# Chapter 6: Precognition (Thinking Step by Step)

- [Lesson](#lesson)
- [Exercises](#exercises)
- [Example Playground](#example-playground)

## Setup

Run the following setup cell to load your API key and establish the `get_completion` helper function.

In [2]:
# Import python's built-in regular expression library
import re
import anthropic

# Retrieve the API_KEY & MODEL_NAME variables from the IPython store
%store -r API_KEY
%store -r MODEL_NAME

client = anthropic.Anthropic(api_key=API_KEY)

def get_completion(prompt: str, system_prompt="", prefill=""):
    message = client.messages.create(
        model=MODEL_NAME,
        max_tokens=2000,
        temperature=0.0,
        system=system_prompt,
        messages=[
          {"role": "user", "content": prompt},
          {"role": "assistant", "content": prefill}
        ]
    )
    return message.content[0].text

---

## Lesson

If someone woke you up and immediately started asking you several complicated questions that you had to respond to right away, how would you do? Probably not as good as if you were given time to **think through your response first**. 
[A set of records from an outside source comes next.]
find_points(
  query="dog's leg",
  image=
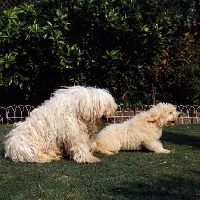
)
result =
(156, 146)
(96, 147)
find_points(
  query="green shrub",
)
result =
(142, 51)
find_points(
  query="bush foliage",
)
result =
(142, 51)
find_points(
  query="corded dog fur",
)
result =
(143, 130)
(61, 126)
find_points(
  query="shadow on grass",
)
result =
(181, 139)
(168, 187)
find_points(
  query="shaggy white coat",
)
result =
(61, 126)
(143, 130)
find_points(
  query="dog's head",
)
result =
(163, 114)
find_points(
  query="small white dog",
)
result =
(143, 130)
(61, 126)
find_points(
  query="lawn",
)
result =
(136, 175)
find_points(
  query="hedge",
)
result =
(141, 51)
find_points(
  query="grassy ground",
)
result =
(129, 175)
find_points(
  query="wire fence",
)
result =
(164, 4)
(190, 114)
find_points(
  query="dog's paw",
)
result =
(93, 160)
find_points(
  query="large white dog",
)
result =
(62, 125)
(143, 130)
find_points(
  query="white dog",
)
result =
(143, 130)
(62, 125)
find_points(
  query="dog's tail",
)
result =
(93, 145)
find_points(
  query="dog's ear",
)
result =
(152, 117)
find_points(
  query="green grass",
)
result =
(129, 175)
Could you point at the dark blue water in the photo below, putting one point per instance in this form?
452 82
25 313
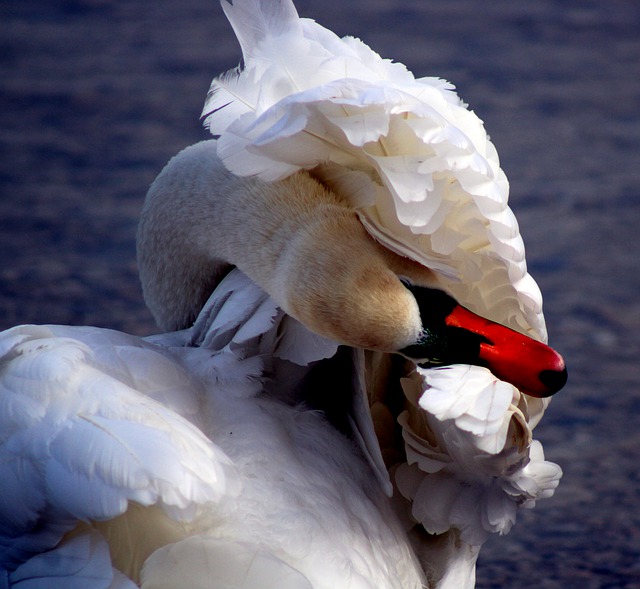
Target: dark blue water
96 95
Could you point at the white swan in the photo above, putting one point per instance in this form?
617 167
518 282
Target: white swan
245 447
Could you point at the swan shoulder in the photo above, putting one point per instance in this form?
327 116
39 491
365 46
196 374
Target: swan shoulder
92 420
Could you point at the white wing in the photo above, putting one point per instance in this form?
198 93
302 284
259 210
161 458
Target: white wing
415 162
91 419
471 463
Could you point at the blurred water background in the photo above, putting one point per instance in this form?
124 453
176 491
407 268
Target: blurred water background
96 96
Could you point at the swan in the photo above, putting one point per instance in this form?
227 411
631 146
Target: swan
353 354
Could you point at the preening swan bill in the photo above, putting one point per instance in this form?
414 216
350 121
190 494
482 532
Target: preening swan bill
353 356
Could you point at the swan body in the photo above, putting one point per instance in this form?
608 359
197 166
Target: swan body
289 429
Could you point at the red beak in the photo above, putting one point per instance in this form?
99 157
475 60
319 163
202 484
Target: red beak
531 366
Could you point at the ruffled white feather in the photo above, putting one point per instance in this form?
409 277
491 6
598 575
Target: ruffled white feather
414 161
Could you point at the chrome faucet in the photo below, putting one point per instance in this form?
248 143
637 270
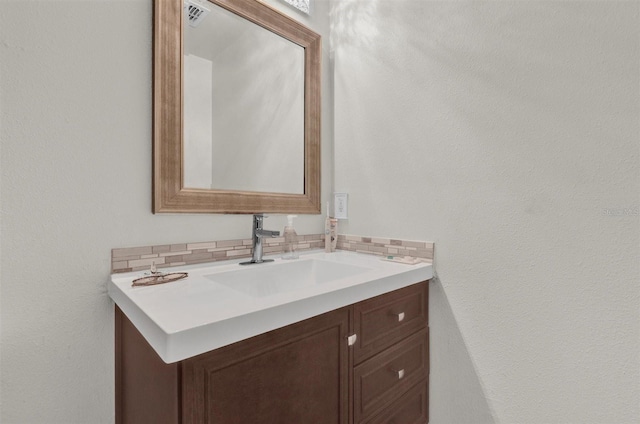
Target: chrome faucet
258 234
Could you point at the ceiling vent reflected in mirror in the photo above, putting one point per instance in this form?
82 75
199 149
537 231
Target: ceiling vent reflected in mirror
195 12
302 5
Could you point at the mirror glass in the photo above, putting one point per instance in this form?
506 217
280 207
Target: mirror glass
243 105
236 109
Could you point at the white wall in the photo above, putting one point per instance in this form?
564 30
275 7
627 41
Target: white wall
75 126
502 130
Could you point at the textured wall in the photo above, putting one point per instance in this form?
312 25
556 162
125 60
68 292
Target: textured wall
75 114
508 133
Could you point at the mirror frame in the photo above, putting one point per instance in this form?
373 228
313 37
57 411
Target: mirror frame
169 193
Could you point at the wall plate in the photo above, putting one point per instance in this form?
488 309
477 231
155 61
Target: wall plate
340 205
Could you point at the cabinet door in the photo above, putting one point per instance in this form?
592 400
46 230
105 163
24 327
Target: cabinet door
383 321
297 374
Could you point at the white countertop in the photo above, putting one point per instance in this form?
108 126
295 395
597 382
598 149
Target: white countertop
188 317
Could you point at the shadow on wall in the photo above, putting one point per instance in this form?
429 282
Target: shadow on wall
456 394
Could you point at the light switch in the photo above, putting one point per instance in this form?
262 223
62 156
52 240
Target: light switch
340 205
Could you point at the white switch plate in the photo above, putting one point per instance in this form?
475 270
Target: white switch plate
340 205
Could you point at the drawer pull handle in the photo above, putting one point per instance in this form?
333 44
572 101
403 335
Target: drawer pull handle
400 316
351 340
399 373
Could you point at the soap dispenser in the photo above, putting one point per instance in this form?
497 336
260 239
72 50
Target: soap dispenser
290 240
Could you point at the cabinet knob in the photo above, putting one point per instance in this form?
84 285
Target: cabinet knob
399 315
351 340
399 373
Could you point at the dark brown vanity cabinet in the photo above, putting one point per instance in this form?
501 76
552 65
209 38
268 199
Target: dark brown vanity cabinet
306 372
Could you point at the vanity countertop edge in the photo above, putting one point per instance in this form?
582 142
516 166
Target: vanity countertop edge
189 317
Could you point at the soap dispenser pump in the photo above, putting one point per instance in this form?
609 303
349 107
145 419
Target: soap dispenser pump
290 240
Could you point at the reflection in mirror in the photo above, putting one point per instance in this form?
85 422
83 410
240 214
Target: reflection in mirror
243 106
221 106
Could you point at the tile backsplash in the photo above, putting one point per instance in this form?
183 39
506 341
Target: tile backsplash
140 258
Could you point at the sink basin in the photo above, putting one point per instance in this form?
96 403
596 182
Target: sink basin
270 279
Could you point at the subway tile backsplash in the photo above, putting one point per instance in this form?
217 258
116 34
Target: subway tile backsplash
140 258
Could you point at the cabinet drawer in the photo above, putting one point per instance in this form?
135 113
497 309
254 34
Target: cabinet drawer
382 379
411 408
384 320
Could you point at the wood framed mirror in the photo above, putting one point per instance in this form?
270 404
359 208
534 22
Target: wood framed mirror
170 193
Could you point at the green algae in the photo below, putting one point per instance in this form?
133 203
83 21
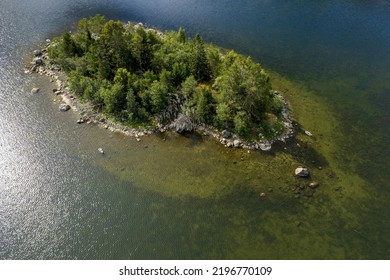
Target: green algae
204 198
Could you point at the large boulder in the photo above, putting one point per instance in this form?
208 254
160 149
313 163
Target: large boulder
302 172
37 53
182 124
38 61
35 90
64 107
226 134
266 146
237 143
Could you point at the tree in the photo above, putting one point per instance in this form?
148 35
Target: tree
200 67
158 93
204 105
182 35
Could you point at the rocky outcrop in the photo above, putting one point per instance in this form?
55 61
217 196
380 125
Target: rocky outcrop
37 53
226 134
314 185
64 107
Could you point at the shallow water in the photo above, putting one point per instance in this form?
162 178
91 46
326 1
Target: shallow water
175 197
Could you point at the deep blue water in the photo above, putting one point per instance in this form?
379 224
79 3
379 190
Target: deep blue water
56 203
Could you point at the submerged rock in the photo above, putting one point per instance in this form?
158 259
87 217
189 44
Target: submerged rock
302 172
37 53
64 107
266 146
226 134
237 143
182 124
35 90
38 61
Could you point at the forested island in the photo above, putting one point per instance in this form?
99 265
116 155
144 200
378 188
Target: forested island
141 77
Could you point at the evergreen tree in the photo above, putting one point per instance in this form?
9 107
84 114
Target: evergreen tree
200 67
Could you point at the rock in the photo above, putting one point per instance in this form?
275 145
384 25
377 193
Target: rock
302 172
262 195
237 143
226 134
64 107
308 133
266 146
37 52
182 124
314 185
38 61
35 90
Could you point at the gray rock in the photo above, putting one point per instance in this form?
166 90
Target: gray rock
226 134
182 124
35 90
308 133
302 172
314 185
237 143
64 107
266 146
37 52
38 61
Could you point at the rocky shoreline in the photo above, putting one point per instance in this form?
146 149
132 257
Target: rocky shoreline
179 122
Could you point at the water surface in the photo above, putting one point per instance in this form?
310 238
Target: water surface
173 197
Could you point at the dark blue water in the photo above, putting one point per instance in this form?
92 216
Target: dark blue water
60 200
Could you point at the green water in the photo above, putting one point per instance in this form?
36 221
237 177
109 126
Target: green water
175 197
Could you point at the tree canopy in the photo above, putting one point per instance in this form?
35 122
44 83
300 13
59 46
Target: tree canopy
133 73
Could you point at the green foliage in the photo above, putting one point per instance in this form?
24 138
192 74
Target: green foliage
132 73
200 67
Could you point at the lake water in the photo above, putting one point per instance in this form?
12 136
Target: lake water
175 197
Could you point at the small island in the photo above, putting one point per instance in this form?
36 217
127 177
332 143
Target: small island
129 76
Guess what? Claude is the same way.

**Giving Claude time to think step by step sometimes makes Claude more accurate**, particularly for complex tasks. However, **thinking only counts when it's out loud**. You cannot ask Claude to think but output only the response - in this case, no thinking has actually occurred.

### Examples

In the prompt below, it's clear to a human reader that the second sentence belies the first. But **Claude takes the word "unrelated" too literally**.

In [2]:
# Prompt
PROMPT = """Is this movie review sentiment positive or negative?

This movie blew my mind with its freshness and originality. In totally unrelated news, I have been living under a rock since the year 1900."""

# Print Claude's response
print(get_completion(PROMPT))

The sentiment of this movie review is clearly positive. The reviewer expresses that the movie "blew my mind" due to its "freshness and originality," which are generally considered positive attributes for a film. However, the second part of the statement, "In totally unrelated news, I have been living under a rock since the year 1900," seems like an exaggeration or joke, possibly indicating that the reviewer was so impressed by the movie's originality that they feel out of touch with current trends or expectations. Despite this humorous aside, the overall sentiment towards the movie remains positive.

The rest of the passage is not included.